The purpose of this poster presentation is to share the effects of a six-week experimental program on development of meal preparation and cooking skills among older adults living in subsidized housing. This research project compared a 6-week small group training program, adapted from The Learning Kitchen -- Hunger Free Vermont, an evidence-based nutrition education and cooking program specifically developed for low-income populations, with a control group of social meal activity without any meal preparation intervention.

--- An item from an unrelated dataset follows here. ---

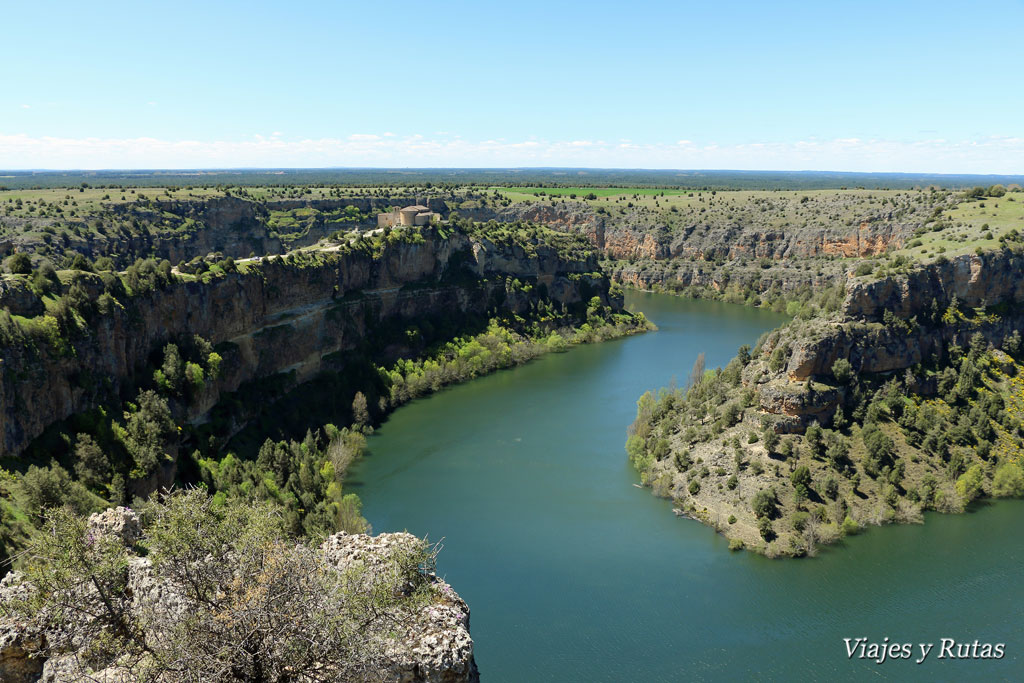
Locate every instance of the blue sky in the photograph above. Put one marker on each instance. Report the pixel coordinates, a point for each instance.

The mixed-method, pre-test and post-test experimental design included ratings of observed meal preparation performance using an IADL task of the Home Version of the Performance Assessment of Self-care Skills (PASS), a Likert survey (Cooking and Provisioning Scale). The researchers added qualitative questions to the survey to better understand perspectives of program participants about the barriers to healthy eating and meal preparation routines, including context, environment, and chronic health conditions. This community based intervention will advance practitioners' understanding of environmental and contextual influence on meal preparation skills. Participants in this poster presentation will be able to better understand the components and outcomes of an occupation- and community-based meal preparation and cooking group. This project contributes to the existing evidence surrounding evidence based interventions and evaluations involving meal preparation and cooking skills in the field of occupational therapy. Through this presentation, participants will gain knowledge about how to implement quantitative methods of evaluation with clients.